A Daniels MBA degree is helping Memo Trevino succeed in his dream to combine business and environmentalism

Memo Trevino was living in Dallas working in corporate banking, after graduating from Texas A&M University with a degree in finance, when he decided he was ready for a break. He enjoyed Texas and what it had to offer—good food, good people—but he wanted to spend time in the outdoors and have an adventure.

So he and his partner decided to live “the van life” for a while—they got a teardrop trailer and drove all around the West Coast, hiking, backpacking, rock climbing. “All kinds of stuff outside while our bodies are still young,” he explains.

It was on that adventure through the western United States that Trevino was taken by the beauty of the country’s wild places: vast national parks; soaring, snowy peaks; sharp rocks and cliffs.
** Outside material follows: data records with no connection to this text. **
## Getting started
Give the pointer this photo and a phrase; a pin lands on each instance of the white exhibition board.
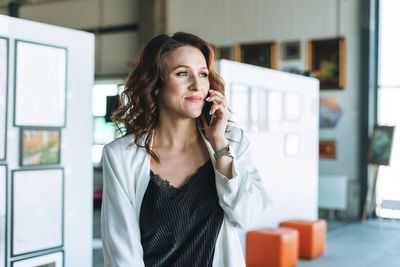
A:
(40, 73)
(3, 95)
(286, 150)
(37, 210)
(3, 185)
(67, 57)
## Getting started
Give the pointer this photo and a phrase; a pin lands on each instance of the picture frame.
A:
(226, 52)
(327, 149)
(275, 111)
(330, 112)
(40, 146)
(258, 109)
(239, 103)
(3, 213)
(37, 210)
(292, 106)
(291, 50)
(55, 259)
(292, 144)
(326, 61)
(4, 64)
(40, 86)
(261, 54)
(381, 143)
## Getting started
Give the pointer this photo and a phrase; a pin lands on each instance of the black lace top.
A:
(179, 226)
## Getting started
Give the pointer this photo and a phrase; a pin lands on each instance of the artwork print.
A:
(330, 112)
(40, 147)
(3, 96)
(37, 210)
(3, 201)
(381, 145)
(326, 61)
(48, 260)
(259, 54)
(40, 85)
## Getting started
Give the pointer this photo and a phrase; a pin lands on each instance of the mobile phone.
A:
(206, 111)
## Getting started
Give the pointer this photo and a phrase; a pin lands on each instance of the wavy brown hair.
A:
(138, 112)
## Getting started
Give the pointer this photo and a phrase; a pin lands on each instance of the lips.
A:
(194, 99)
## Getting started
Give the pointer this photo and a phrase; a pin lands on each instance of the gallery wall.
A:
(229, 22)
(49, 174)
(283, 131)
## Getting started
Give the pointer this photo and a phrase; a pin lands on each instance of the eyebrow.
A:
(185, 66)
But he also witnessed environmental dangers, from climate impacts to natural disasters.

“I have some vivid memories of driving through Idaho and seeing forest fires, and experiencing how hot it was,” he explains. “Colorado was having fires, and being from Texas, I had experienced so many climate events. That was one of the moments I can think back to where I said, ‘I want to find a way to merge my business background with supporting climate change initiatives and sustainable companies.’”

Shortly after the trip, in 2020, Trevino decided to enroll at the Daniels College of Business so he could pursue a full-time MBA while also getting a crash course in sustainability programming. Since 2016, Daniels has offered sustainability courses; Denver MBA students can also pursue a concentration in sustainability or a graduate certificate in global business and corporate social responsibility.

Memo Trevino

Trevino was inspired by the challenge-based curriculum at Daniels—“one of the best ways I learn is by doing,” he says—and was especially motivated by his global challenge project working for a Denmark-based chocolate licorice company and helping them develop their environmental, social and governance strategy. “I learned a lot from that direct experience—about how efforts can drive stakeholders, what can drive strategy, what is important. It was one project that made the whole MBA experience worth it.”

Trevino isn’t the only person inspired and reaping rewards from DU’s program. The Daniels Denver MBA (DMBA) ranked 10th on Princeton Review’s 2023 list of Best Green MBA programs. The DMBA’s placement is based on student assessments of how well their school is preparing them to face environmental, sustainability and social responsibility issues, and for a career in a green job market.

Daniels’ inclusion on that list is evidence of the college’s commitment to “the topic of business ethics—the feeling that businesses can’t be sustainable if they’re not founded on a good ethical principle,” says Lowell Valencia-Miller, assistant dean of MBA programs at Daniels. That includes a focus on the environment.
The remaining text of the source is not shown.